"Or, qu'est-ce que le Vrai? Le Vrai, c'est le malheur;
Il souffle, et l'heur vaincu s'éteint, vaine apparence:
Ses pourvoyeurs constants, le désir, l'espérance,
Sous leur flamme nous font mûrir pour la douleur.
Le Vrai, c'est l'incertain; le Vrai, c'est l'ignorance;
C'est le tâtonnement dans l'ombre et dans l'erreur;
C'est un concert de fête avec un fond d'horreur;
C'est le neutre, l'oubli, le froid, l'indifférence."
O'Neddy tried criticism, but at an unpropitious moment. He began to praise Hugo as a dramatist just when, in the Forties, the great man's popularity was on the wane. Its freshness of feeling lends beauty to his passionately enthusiastic defence of Les Burgraves. In his animadversions on the attitude of Hugo's critics to Ponsard's Lucrèce, O'Neddy was not unjust to Ponsard, and showed a spirit of noble reverence. But the next time he wrote in defence of Hugo the editorship of the Patrie was in other hands, and his article was returned to him. He took this rebuff to heart and gave up journalism, never again writing a newspaper article. He withdrew into his own inner world, feeling like Don Quixote after his return home, or Molière's Misanthrope when he wearily seeks solitude. Yet he writes in his last poem that, unbeliever in immortality though he may be, if ever his heroes should ride victoriously over his forgotten grave, his heart will beat again, in time with their horses' gallop:
"Et qui tendra l'oreille ouïra mon fier cœur
Bondir à l'unison du fier galop vainqueur."
The "heroes" for whom he had the profoundest admiration were, amongst the men of action, Garibaldi, amongst the poets, Victor Hugo, and amongst prose authors, Michelet and Quinet, and, at a later period, Renan.

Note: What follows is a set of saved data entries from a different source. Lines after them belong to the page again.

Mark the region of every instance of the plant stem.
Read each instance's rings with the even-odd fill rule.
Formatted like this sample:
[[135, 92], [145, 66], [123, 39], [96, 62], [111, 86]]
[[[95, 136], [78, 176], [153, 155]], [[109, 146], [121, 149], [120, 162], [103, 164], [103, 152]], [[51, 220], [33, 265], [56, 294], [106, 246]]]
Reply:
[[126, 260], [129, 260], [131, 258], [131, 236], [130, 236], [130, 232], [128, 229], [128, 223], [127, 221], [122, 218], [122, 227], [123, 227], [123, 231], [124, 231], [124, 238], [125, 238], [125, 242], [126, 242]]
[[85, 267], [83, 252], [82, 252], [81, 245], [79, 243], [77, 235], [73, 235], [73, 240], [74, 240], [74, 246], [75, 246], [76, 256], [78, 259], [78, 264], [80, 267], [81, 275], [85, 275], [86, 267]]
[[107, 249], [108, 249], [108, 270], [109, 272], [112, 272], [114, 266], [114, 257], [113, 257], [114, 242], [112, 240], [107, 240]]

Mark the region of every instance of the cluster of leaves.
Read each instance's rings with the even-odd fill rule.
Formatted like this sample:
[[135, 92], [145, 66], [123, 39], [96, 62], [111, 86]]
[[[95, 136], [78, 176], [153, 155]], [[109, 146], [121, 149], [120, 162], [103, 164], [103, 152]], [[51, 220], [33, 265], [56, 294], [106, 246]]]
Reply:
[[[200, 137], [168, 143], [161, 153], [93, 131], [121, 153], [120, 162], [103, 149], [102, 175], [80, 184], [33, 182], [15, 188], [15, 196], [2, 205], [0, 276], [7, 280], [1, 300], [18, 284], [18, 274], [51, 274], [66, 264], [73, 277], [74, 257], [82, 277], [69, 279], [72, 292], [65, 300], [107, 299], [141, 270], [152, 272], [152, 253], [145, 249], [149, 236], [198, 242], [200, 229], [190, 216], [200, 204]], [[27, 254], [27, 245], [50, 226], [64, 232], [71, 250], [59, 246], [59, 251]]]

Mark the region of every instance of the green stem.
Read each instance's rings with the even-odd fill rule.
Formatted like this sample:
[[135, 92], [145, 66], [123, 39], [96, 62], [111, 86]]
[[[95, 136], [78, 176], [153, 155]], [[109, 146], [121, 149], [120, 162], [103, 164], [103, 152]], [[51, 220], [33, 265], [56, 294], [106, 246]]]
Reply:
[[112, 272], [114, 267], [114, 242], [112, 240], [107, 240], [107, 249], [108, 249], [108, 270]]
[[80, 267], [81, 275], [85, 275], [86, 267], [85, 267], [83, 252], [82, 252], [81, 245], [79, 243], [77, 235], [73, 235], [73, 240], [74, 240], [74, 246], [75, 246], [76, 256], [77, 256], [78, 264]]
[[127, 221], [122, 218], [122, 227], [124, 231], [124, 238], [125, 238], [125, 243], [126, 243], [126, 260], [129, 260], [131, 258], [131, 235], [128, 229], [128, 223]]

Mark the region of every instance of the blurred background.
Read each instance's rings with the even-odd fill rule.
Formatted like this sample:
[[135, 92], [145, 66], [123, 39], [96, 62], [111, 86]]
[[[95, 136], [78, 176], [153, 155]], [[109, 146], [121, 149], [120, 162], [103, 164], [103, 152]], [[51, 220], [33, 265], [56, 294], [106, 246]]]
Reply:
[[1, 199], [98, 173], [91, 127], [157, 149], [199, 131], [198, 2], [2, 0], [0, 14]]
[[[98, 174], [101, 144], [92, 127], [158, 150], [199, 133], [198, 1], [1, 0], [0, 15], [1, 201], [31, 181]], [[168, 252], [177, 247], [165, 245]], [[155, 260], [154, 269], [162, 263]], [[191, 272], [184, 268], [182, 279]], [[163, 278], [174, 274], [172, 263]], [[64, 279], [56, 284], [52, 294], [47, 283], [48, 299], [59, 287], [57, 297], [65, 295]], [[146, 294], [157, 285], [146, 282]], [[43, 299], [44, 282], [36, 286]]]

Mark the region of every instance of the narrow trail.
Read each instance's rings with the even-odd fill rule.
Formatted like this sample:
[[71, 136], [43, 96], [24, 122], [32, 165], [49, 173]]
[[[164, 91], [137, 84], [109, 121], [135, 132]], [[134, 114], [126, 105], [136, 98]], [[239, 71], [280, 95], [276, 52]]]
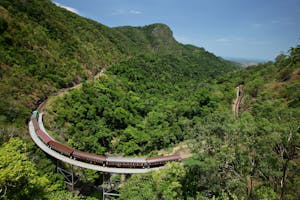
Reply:
[[[95, 80], [95, 79], [99, 78], [100, 76], [102, 76], [102, 75], [104, 74], [104, 72], [106, 71], [106, 69], [107, 69], [107, 66], [104, 66], [104, 67], [101, 69], [100, 72], [98, 72], [95, 76], [93, 76], [93, 77], [90, 78], [89, 80]], [[88, 80], [88, 81], [89, 81], [89, 80]], [[57, 95], [56, 95], [56, 96], [60, 97], [60, 96], [64, 95], [66, 92], [68, 92], [69, 90], [75, 89], [75, 88], [79, 88], [79, 87], [81, 87], [81, 86], [82, 86], [82, 83], [78, 83], [78, 84], [76, 84], [76, 85], [74, 85], [74, 86], [71, 86], [71, 87], [68, 87], [68, 88], [63, 88], [63, 89], [61, 89], [61, 90], [59, 90], [59, 91], [57, 92]]]
[[240, 84], [236, 87], [237, 88], [236, 99], [234, 100], [234, 102], [232, 104], [232, 111], [233, 111], [235, 117], [238, 117], [238, 115], [239, 115], [240, 103], [243, 98], [243, 87], [244, 87], [244, 85], [242, 85], [242, 84]]
[[[106, 71], [106, 69], [108, 68], [108, 66], [104, 66], [100, 72], [98, 72], [96, 75], [94, 75], [92, 78], [88, 79], [88, 81], [91, 81], [91, 80], [95, 80], [99, 77], [101, 77], [104, 72]], [[76, 88], [79, 88], [82, 86], [82, 82], [81, 83], [78, 83], [76, 85], [73, 85], [71, 87], [67, 87], [67, 88], [62, 88], [60, 90], [58, 90], [56, 92], [56, 94], [54, 95], [55, 97], [62, 97], [64, 94], [66, 94], [69, 90], [72, 90], [72, 89], [76, 89]], [[41, 111], [44, 111], [44, 108], [46, 107], [46, 104], [48, 102], [48, 99], [46, 99], [43, 103], [40, 104], [40, 106], [38, 107], [38, 110], [41, 110]]]
[[179, 144], [173, 148], [172, 154], [179, 155], [182, 159], [187, 159], [193, 154], [190, 152], [187, 144]]

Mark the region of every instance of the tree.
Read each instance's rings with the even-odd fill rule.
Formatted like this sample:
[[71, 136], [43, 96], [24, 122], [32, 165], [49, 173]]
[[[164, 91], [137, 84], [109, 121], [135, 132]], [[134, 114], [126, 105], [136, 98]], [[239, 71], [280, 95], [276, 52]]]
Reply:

O'Neddy's later life was sad. After losing his lady-love he lost his mother. He was long ill, and in the end paralysed. Only one pleasure was reserved for his old age, that of seeing himself warmly appreciated by Théophile Gautier in an article which now forms part of the latter's Histoire du Romantisme. He did not die till 1875, when he had been silent as a poet for forty-two years.

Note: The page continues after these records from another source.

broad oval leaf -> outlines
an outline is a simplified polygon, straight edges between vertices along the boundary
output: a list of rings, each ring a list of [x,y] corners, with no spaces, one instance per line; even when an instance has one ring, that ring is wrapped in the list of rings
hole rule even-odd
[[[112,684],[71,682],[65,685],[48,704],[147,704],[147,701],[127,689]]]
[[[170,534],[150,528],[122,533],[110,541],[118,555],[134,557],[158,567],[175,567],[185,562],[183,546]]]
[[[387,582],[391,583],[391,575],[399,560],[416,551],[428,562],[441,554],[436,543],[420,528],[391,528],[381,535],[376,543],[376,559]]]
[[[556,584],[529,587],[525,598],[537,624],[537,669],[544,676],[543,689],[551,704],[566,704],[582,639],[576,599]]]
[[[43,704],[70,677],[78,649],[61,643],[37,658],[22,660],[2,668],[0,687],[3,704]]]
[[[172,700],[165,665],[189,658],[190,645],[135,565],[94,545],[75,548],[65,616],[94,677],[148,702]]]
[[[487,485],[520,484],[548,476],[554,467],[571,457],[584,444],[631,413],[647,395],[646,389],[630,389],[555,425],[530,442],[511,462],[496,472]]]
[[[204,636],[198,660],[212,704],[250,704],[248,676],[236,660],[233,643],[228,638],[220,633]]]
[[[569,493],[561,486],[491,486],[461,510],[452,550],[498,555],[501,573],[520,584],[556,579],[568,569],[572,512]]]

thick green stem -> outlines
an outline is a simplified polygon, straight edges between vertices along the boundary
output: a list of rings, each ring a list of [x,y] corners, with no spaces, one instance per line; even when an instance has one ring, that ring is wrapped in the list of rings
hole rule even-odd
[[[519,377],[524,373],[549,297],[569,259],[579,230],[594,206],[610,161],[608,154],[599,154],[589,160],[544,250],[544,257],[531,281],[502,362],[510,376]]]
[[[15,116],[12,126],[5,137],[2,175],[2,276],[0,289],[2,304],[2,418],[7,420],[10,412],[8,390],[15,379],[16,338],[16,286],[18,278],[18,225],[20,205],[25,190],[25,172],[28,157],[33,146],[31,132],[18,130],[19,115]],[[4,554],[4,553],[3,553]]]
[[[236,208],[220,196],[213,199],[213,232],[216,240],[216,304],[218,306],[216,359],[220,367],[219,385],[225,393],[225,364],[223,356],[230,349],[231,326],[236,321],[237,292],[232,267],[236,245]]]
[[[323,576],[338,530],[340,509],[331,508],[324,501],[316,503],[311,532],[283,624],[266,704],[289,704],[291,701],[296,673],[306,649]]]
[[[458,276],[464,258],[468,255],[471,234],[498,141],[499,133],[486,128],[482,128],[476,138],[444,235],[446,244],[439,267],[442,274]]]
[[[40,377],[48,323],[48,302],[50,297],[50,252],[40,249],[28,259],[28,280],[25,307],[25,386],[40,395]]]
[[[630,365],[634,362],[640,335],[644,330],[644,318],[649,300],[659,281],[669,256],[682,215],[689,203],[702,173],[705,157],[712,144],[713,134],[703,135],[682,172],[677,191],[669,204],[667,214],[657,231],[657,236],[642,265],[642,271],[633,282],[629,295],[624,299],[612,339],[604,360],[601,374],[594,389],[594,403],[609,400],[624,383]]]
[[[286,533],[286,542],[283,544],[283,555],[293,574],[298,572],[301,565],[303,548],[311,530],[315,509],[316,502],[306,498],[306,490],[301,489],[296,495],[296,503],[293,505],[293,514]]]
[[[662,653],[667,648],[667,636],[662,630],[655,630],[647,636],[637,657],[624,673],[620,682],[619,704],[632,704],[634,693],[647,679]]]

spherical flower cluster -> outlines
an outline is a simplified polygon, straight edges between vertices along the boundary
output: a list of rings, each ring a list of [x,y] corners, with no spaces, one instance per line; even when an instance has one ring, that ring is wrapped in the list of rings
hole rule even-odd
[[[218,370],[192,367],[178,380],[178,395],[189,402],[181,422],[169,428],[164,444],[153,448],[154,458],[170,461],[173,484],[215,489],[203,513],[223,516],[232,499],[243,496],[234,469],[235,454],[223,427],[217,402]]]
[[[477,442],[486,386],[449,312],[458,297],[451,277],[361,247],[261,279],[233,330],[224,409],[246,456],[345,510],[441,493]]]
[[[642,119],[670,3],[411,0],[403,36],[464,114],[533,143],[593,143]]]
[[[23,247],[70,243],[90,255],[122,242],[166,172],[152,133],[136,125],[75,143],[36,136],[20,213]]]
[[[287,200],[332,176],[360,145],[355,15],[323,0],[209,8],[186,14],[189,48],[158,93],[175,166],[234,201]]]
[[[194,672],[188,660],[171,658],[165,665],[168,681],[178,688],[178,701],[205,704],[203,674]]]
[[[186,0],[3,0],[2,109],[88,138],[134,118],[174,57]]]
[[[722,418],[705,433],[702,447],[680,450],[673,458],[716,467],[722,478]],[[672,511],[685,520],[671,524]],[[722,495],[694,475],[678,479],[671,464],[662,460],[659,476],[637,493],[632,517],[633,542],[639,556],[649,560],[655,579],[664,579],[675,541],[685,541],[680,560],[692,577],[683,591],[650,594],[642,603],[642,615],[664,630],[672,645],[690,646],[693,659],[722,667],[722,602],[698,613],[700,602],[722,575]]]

Whilst we are occupied in seeking out these victims of the literary battle and victory, we seem all the time to hear a funeral march played on muffled drums. And when we have seen how numerous they are, we involuntarily regard such a book as De Vigny's Stello and such a drama as his Chatterton in a more favourable light. The idea of the suffering poet or artist was an ever-present one at that period; and yet many were allowed to perish who deserved a better fate. It would seem that at all times, in every age, there is a difficulty in finding out the deserving, suffering men of talent.
The historian whose aim is, not to touch his readers, but to throw light upon his subject, gives these background figures a momentary prominence because the characteristics of the age are no less legibly and markedly displayed in their works than in those of its geniuses. The geniuses show us Romanticism in its health and strength; its pathology is to be studied in the works and lives of these unfortunates, who are so enthusiastically devoted to a foreign language that they neglect the cultivation of their own, or who blaze up in a sudden, ephemeral literary activity, or who make a desperate assault on fame only to be discouraged for ever by their first repulse, or who are mortally wounded by the indifference of the public, or who convulsively strain their powers until they suddenly give way. These men are as legitimate offspring of the Romanticism of 1830 as any of the others. They are its genuine enfants perdus.
[1] Ymbert Galloix's Poésies Posthumes were published in Geneva in 1834. By some mistake—for plagiarism is out of the question—Sainte-Beuve's poem "Suicide" is included in the collection.
[2] See Borel: Champavert (1833); Rapsodies (Bruxelles, 1838); Madame Putiphar (Paris, 1878). Jules Claretie: Petrus Borel, le Lycanthrope (1865).